I considered myself the “thinking man’s defender” of suburban youth soccer. I would learn all of the names of the opposing team members and talk to them while I tried to steal the ball, or would call out to them to pass the ball to me (shockingly enough, this actually worked—although I felt a sense of betrayal as I knew that it probably worked only on my fellow bumbling nerds who had been pressured to participate in “something, anything” by their parents). I saw myself as the Tim Duncan of youth soccer league, the workhorse who used an amalgamation of psychology and precision in defending his team.
We performed quite well that year, and went to the state championships (we’d be knocked out in the first round). However, before we entered the championships we had a team barbeque complete with an awards ceremony where the coach would give us tiny trophies for our accomplishments. When it came time to announce “best defensive player,” all of my teammates said my name as if it was a guaranteed moment. But the name the coach read out, “Simon Halpern,” was strangely not my own. Luckily, I didn’t do the unfortunate awards show mistake of standing up before the name was spoken in a display of pathetic self-assurance. Instead I cribbed another bit from awards shows, the giant fake smile and loud applause—you know, to show that it didn’t bother me and that, indeed, the best man had won.

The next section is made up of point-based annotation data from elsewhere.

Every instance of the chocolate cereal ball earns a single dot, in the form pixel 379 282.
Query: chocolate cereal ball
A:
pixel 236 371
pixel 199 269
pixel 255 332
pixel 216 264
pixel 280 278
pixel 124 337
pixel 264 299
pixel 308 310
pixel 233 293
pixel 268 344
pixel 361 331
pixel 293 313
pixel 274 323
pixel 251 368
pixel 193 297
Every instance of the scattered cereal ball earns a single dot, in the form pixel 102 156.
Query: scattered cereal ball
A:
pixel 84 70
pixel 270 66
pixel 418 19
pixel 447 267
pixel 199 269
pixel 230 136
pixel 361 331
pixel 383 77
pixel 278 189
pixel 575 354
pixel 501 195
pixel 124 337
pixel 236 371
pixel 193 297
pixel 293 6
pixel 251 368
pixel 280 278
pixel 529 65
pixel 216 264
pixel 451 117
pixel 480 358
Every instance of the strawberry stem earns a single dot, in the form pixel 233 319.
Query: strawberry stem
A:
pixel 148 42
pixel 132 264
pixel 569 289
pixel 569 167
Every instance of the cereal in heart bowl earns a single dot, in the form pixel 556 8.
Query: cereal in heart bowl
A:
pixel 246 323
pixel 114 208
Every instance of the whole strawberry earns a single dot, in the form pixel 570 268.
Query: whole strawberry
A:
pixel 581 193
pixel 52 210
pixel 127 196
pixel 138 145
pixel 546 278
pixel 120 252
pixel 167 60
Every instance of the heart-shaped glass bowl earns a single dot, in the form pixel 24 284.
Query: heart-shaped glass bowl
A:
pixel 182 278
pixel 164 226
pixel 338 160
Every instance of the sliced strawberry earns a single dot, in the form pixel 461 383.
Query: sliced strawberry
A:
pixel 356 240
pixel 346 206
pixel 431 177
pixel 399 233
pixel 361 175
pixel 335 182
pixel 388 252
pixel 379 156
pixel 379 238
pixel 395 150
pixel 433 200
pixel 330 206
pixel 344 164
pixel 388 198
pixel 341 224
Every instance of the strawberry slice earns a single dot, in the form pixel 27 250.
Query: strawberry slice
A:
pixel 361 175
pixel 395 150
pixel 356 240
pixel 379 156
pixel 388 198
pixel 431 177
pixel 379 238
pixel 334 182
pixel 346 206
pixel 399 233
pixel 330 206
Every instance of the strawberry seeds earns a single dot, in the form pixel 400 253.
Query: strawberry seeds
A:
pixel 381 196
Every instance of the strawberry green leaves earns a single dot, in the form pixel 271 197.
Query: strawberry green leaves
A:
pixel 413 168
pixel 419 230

Even though the coach confided in me that I was a great player but they felt Simon was more consistent, I knew that it was the perfect ending to my moment in the athletic sun. Even when others congratulated me and informed me that I was fitting in and doing well, there was a moment which positively defined me as “less than” another. After that, my skills were in a steep decline, and my interest in the sport evaporated when I didn’t make the school soccer team in eighth grade. I lost that spot to a kid who, just weeks earlier, had smoked oregano thinking it was marijuana. That kind of stung.
While it’s embarrassing that I was only good at sports once in my life, I don’t look back on it entirely with shame. There is something very satisfying when you are able to point to a specific time and place and know that you did well. Maybe the rest of your life was crap, but at that one moment in time, you were actually fairly decent. Perhaps all of my inept attempts and pathetic entries on to the field of play before and after have been nothing more than mere prelude and epilogue to that one summer when I felt normal.